On January 19, 2011, the FDA issued an implementation timeline for 25 of the proposed changes and a summary of the next steps in the process. The timeline indicates that the FDA will tackle a number of key issues this year but will wait on some of the more controversial issues (e.g., creation of the class IIb devices) until mid-2011, when the Institute of Medicine releases the results of a separate independent study of the 510(k) process. The timeline and summary are available on the FDA website.
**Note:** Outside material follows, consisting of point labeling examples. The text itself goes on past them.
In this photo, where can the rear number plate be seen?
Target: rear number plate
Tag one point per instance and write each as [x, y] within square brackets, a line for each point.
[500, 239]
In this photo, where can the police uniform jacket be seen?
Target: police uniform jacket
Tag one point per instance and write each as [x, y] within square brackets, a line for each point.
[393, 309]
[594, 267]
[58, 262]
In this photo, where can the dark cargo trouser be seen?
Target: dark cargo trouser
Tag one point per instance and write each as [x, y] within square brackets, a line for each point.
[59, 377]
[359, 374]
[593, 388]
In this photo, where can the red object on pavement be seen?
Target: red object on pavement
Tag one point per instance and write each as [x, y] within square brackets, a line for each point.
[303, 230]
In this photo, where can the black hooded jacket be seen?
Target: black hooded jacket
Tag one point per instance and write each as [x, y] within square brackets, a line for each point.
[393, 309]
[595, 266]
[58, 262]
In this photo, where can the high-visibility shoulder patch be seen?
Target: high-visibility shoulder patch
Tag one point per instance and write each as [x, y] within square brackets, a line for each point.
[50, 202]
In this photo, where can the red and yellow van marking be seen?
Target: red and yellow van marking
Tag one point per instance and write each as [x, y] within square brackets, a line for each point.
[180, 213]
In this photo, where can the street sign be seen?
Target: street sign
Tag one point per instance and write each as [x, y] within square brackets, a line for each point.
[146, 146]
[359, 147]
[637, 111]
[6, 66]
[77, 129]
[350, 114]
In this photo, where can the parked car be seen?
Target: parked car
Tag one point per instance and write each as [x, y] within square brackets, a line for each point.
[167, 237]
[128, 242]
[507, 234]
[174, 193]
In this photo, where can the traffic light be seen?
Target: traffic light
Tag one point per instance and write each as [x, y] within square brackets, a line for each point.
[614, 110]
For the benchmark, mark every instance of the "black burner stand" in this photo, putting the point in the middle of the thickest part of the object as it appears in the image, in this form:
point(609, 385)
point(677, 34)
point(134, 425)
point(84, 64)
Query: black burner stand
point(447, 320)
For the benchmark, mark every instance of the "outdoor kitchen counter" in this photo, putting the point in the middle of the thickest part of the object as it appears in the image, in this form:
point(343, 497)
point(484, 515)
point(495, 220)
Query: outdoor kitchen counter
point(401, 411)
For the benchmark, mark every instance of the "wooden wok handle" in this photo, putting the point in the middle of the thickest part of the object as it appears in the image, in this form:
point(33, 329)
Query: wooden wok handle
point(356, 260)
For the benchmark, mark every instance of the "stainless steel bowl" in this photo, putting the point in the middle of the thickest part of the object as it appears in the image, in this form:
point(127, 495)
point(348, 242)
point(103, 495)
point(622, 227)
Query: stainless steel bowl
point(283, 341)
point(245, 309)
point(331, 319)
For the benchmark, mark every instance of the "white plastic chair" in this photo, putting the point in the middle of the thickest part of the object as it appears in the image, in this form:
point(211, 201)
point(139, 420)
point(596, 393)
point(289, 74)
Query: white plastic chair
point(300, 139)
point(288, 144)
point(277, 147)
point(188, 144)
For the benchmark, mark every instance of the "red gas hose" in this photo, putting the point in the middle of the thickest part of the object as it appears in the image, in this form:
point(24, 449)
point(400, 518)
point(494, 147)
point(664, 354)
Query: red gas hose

Fraud and Abuse Compliance Efforts
The aggressive prosecution of medical technology companies under the federal anti-kickback statute and False Claims Act continued in 2010. One new development was the criminal prosecution and exclusion of individuals associated with prosecuted companies from participation in federal health care programs, such as Medicare. In November, the Office of Inspector General (OIG) of the federal Department of Health and Human Services announced it was excluding a former member of the board of directors of a pharmaceutical company for failure to report violations of the law to the FDA. In another case, three executives were excluded after pleading guilty to misdemeanors related to the misbranding of a painkiller. None of the individuals in that case admitted knowledge of the misconduct and the government alleged no knowledge. The OIG took the position that it has the power to pursue exclusion even when the executives have no knowledge of the crime. Exclusion of a company can have significant financial impact, as that will make sales of its products to hospitals and other Medicare-participating health care providers difficult or impossible.
State Law Reporting
Several states, including Massachusetts, Vermont, California, and Nevada, now have laws that limit marketing practices and impose reporting requirements on medical device manufacturers. Companies now must ensure that they have appropriate mechanisms in place to track payments of various types to physicians and that they do not make payments that are prohibited under applicable state law. Each state's definitions and requirements differ so the task of managing these compliance and reporting requirements is significant for companies operating in multiple states. The challenge will only grow as additional states consider similar legislation and the federal reporting requirements become effective in 2012.